Leaving on a Jet Plane

Posted by Alana Kadden Ballon on Aug 19, 2013

153188829If you’re like me, you feel like you’re always on an airplane. You start planning a trip weeks or months beforehand, and your inbox and calendar hold confirmation numbers, scheduling details, flight information, and appointment dates and times. Knowing where you are going and what you’ll do there informs what you need to bring.

I sit in yet another airport, it occurs to me that our work with clients is not unlike the preparation for a trip. Here are the steps that we go through as we prepare for a training program to take flight.

When we work with clients, we go through the following steps:

1) Planning

How do you decide what you want in a vacation? You think about the time of year, how you want to feel (relaxed, active), and your budget.  Creating a training is similar: we work with our clients in a discovery process to understand the outcome of their ideal training, including:

  • Why are they engaging in this training?
  • When it is completed, what will their team be able to do?
  • Who will be there?
  • What skills do the trainees already have?
  • What does the client picture happening throughout the day(s) of the training?
  • Have they conducted this sort of training before? Were they satisfied with the results? Why or why not?

The answers to these questions help us create a training that truly speaks to the client’s unique purpose, vision, and the delta between where they are now and where they want to be.

2) Itinerary

We outline a prospective training plan based on what we’ve learned. This includes a comprehensive vision for the training: content, activities, where it should be held, facilitation, duration, and assessment (how we’ll measure training’s success).

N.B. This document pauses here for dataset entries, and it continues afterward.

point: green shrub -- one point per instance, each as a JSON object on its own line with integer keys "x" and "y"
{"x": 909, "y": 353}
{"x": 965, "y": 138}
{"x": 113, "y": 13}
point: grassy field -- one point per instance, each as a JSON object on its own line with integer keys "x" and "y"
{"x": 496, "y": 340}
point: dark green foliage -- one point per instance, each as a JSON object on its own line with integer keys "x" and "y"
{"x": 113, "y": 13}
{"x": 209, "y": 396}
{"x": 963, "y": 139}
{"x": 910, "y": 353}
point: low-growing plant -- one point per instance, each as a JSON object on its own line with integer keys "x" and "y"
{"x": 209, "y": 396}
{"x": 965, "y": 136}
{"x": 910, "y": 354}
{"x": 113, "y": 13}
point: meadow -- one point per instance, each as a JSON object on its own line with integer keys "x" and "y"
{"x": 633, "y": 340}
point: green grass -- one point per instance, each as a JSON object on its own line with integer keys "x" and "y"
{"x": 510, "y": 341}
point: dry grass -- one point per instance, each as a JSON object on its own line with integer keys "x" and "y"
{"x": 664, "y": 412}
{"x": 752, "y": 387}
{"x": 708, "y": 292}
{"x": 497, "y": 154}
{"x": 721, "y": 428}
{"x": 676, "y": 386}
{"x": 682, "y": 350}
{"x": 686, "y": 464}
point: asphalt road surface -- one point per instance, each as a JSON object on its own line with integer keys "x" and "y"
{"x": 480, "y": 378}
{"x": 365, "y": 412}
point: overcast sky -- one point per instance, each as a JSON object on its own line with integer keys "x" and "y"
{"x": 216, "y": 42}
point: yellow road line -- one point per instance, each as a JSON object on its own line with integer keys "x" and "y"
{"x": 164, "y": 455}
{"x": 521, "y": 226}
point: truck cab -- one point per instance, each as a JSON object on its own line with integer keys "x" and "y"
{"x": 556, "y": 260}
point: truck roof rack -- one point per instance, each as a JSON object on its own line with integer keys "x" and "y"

Sometimes the plan we propose to our client is different than what they were expecting. If you imagined a beach vacation in Hawaii and your spouse proposes Thailand, you might be surprised; even upset. We review their expressed goals and talk through how we arrived at our recommendations, and do some wiggling to find the solution that works with their resources to best fill their needs.

We work together to finalize the itinerary, then it is time to get packing!

3) Packing Your Bags

Based on the objectives of the training and the itinerary, work with our clients to create the content for their training sessions. Packing a roller bag, you tick through the categories of attire needed: underwear, socks, gym clothes, work outfits, casual evening outfits, shoes, travel toiletries, your laptop. Maybe you keep a list somewhere to make this process efficient.

We go through a similar process to make sure that we provide an engaging variety of activities that are appropriate for the content, location and desired outcome. The activities serve as a way to apply the knowledge, giving participants a chance to test it out. We also want to make sure to engage visual, audio, and kinesthetic learners, introverts, extroverts and mesoverts. And we always create: a list of what materials you need to have on-hand, a student workbook and an instructor guide (think: travel guide) to make the training a success! While each training is unique, our templates and already-developed programs serve as a generalized packing list, helping us make the most of our allotted hours.

4) Out The Door

Training, like travel, is expensive: you want to make the most of it.  Through years of practice (and lots of mistakes!) I’ve just about perfected the process for getting to the plane: streamlining kisses goodbye, transporting myself to the airport, traversing security… these days, I feel prepared for any travel blips that might come my way.

But if you’re presenting at a training, you don’t want to do that practicing and mistake-making in front of your trainees. Too many times, we’ve seen leaders who are not accustomed to conducting trainings try to wing it, leaving their team wondering what the message was.

Steve Jobs used to practice his keynotes hundreds of times before delivering them to the world; business presenters can do it at least once. Otherwise, it’s as though you forgot your toiletries in the security bin and went to the wrong concourse… in front of your entire team.

5) Wheels Down

We all know that arriving at your destination can bring a slew of unanticipated zigs and zags to our travel plans. But with sound goals, proper planning, a well-packed bag, and lots of practice, you’ll be able to roll with the punches and pull off an amazing training.

6) Don’t Forget to Write Home!

How do you make sure you remember the training, making sure that it has a lasting impact?

  • Plan a survey to capture the feedback from your team: their feelings and thoughts about how the training went. It will help you improve for the next round.
  • Implement the planned assessments or certifications to measure what your team has learned. It will help you build the ROI needed to get approval for your next training adventure!